Conveniently, when you calculate the likelihood by summing over all rate categories, then you are also in position to calculate the posterior probability that each site belongs to a particular category. To update the hidden states for each site, you have to:
- Calculate the conditional likelihood for each rate category.
- Calculate the full site-likelihood by summing over all rate categories (weighted by their prior probabilities).
- Calculate the posterior probability of each of the hidden state assignments, by dividing the conditional likelihood for each rate category by the site likelihood (so that the probabilities sum to one).
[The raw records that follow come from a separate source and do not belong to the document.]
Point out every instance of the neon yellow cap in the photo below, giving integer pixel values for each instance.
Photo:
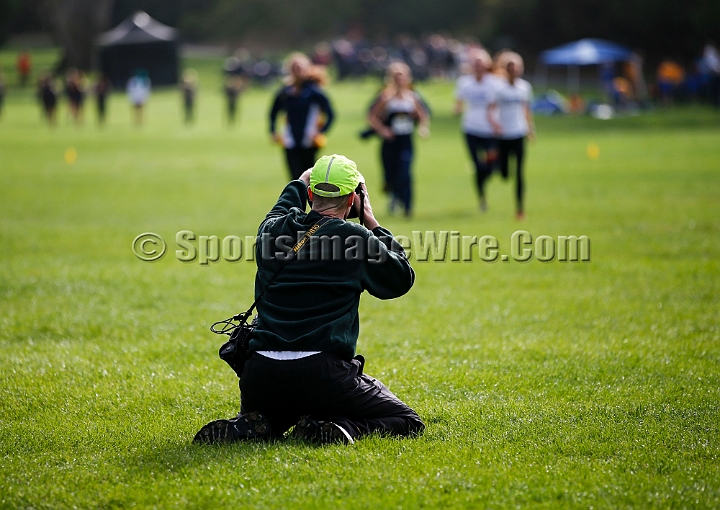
(337, 171)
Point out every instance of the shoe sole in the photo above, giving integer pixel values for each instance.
(249, 426)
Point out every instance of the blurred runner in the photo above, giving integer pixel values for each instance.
(75, 91)
(515, 123)
(138, 91)
(474, 93)
(308, 113)
(102, 90)
(189, 90)
(48, 97)
(24, 66)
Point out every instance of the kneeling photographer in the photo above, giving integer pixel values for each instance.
(302, 372)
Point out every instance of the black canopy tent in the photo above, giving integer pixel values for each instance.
(139, 42)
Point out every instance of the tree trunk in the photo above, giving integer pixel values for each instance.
(77, 25)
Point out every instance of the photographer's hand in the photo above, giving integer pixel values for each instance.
(369, 219)
(305, 177)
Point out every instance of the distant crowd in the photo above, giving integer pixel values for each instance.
(490, 94)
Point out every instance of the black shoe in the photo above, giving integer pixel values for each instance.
(244, 427)
(321, 432)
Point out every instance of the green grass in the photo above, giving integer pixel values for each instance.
(555, 385)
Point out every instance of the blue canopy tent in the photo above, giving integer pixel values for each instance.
(582, 53)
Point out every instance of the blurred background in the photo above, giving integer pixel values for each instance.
(358, 37)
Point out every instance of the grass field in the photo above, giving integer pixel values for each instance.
(553, 385)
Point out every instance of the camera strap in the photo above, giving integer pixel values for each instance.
(227, 325)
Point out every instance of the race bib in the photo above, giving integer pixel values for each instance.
(402, 124)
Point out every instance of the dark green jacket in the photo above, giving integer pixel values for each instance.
(313, 303)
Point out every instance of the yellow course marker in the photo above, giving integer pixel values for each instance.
(70, 155)
(593, 151)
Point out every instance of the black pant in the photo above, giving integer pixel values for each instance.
(517, 147)
(327, 388)
(483, 167)
(299, 160)
(397, 157)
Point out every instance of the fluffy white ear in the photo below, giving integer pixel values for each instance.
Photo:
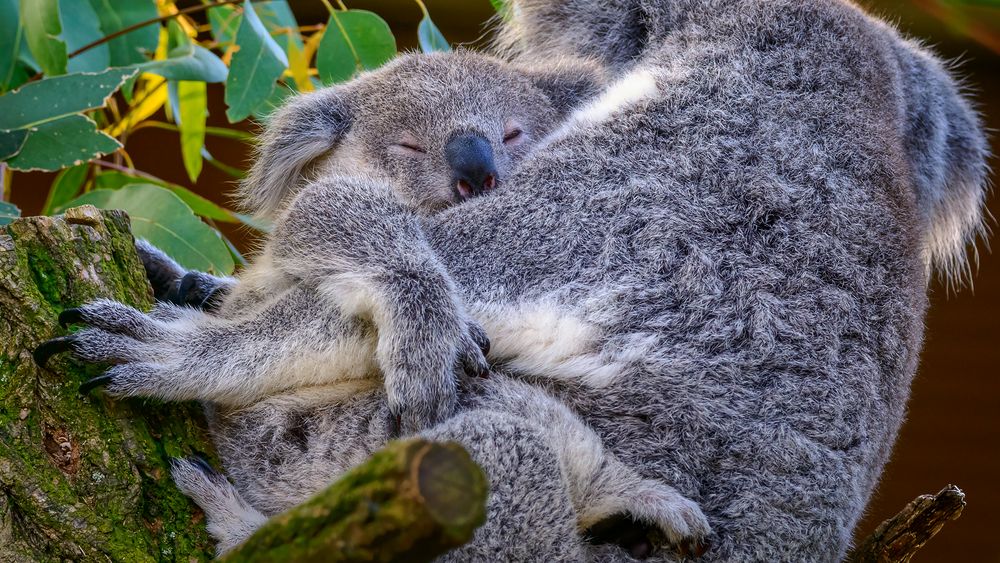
(304, 129)
(568, 82)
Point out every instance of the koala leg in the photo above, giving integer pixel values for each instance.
(178, 353)
(613, 503)
(230, 518)
(367, 255)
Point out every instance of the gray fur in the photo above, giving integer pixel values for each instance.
(757, 201)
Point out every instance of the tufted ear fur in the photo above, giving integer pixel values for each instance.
(304, 129)
(568, 82)
(948, 154)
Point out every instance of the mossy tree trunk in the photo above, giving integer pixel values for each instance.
(87, 478)
(83, 478)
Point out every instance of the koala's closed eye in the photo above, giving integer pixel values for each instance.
(513, 135)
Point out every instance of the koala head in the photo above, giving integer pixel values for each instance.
(441, 128)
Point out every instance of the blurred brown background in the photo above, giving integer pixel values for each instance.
(953, 431)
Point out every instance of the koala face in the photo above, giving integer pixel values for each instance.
(440, 128)
(443, 128)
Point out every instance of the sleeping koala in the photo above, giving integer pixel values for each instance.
(346, 289)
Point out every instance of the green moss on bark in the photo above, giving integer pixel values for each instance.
(412, 501)
(83, 478)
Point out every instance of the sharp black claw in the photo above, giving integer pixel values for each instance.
(52, 347)
(395, 425)
(91, 384)
(203, 464)
(70, 317)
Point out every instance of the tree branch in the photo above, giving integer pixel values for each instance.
(898, 538)
(411, 501)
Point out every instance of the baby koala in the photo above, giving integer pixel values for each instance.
(346, 286)
(345, 290)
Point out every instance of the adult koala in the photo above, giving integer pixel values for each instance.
(738, 236)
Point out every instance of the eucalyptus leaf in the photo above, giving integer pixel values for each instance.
(255, 68)
(160, 217)
(65, 142)
(116, 15)
(113, 180)
(64, 188)
(82, 28)
(11, 36)
(273, 102)
(42, 29)
(430, 37)
(225, 21)
(8, 212)
(189, 62)
(354, 41)
(52, 99)
(192, 115)
(11, 143)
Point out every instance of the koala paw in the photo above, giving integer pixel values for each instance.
(473, 348)
(198, 290)
(651, 512)
(117, 334)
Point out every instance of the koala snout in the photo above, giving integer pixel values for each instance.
(473, 170)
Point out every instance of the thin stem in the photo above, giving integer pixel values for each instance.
(161, 19)
(4, 185)
(423, 8)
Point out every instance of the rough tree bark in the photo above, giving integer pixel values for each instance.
(899, 538)
(83, 478)
(412, 501)
(87, 479)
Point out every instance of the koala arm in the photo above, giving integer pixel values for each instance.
(352, 240)
(179, 353)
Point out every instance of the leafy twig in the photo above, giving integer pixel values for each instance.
(161, 19)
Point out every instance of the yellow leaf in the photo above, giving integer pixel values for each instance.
(298, 66)
(149, 100)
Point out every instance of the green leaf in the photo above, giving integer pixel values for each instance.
(190, 62)
(11, 143)
(354, 41)
(160, 217)
(42, 28)
(116, 15)
(8, 212)
(114, 180)
(273, 102)
(11, 36)
(82, 28)
(255, 68)
(192, 98)
(51, 99)
(225, 21)
(280, 21)
(65, 142)
(64, 188)
(430, 37)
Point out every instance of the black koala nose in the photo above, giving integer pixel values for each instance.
(471, 159)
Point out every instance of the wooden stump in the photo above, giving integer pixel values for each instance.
(411, 501)
(897, 539)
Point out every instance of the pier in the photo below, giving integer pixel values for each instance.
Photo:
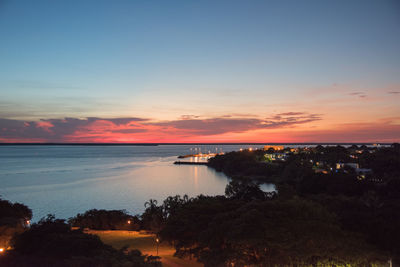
(190, 163)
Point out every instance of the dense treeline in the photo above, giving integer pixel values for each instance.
(368, 206)
(106, 220)
(321, 214)
(52, 242)
(14, 218)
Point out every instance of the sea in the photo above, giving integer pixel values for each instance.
(66, 180)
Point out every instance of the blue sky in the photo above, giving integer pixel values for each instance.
(164, 59)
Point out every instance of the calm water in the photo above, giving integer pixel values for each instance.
(66, 180)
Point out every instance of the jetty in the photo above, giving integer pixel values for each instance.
(190, 163)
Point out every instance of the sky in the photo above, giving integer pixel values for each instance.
(200, 71)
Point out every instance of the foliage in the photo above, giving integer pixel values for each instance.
(51, 242)
(106, 220)
(272, 232)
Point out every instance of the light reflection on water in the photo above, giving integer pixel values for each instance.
(68, 180)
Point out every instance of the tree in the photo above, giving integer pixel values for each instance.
(51, 242)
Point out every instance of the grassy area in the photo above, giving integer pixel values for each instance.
(146, 244)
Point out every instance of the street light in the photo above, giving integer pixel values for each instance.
(157, 241)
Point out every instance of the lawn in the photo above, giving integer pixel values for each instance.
(146, 244)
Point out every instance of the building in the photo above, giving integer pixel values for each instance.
(276, 148)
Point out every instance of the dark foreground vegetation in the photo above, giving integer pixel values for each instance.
(334, 206)
(52, 242)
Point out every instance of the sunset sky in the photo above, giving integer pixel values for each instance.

- Select a new hidden state for each site by choosing a randomly -- giving each rate category a probability of being chosen that is equal to the posterior probability that the site belongs to that category
This is a Gibbs Sampling update of the hidden state. The LSet Gibbsfreq option controls how frequently the hidden states are updated. Thus the likelihood for all ngammacat categories only has to be calculated in the iteration in which the hidden state is being updated In all other iterations the likelihood is calculated from only the rate category to which that site is currently assigned.
Note that in the LSet UseGibbs=no mode, the priors associated with each rate category (the 1/ngammacat terms) are used in calculating the site likelihood. In the LSet UseGibbs=yes mode these priors are dealt with when rate categories are sampled. Thus, when using Gibbs Sampling the likelihood reported is not decreased by weighting it by a prior probability (thus the likelihoods that are reported will be higher).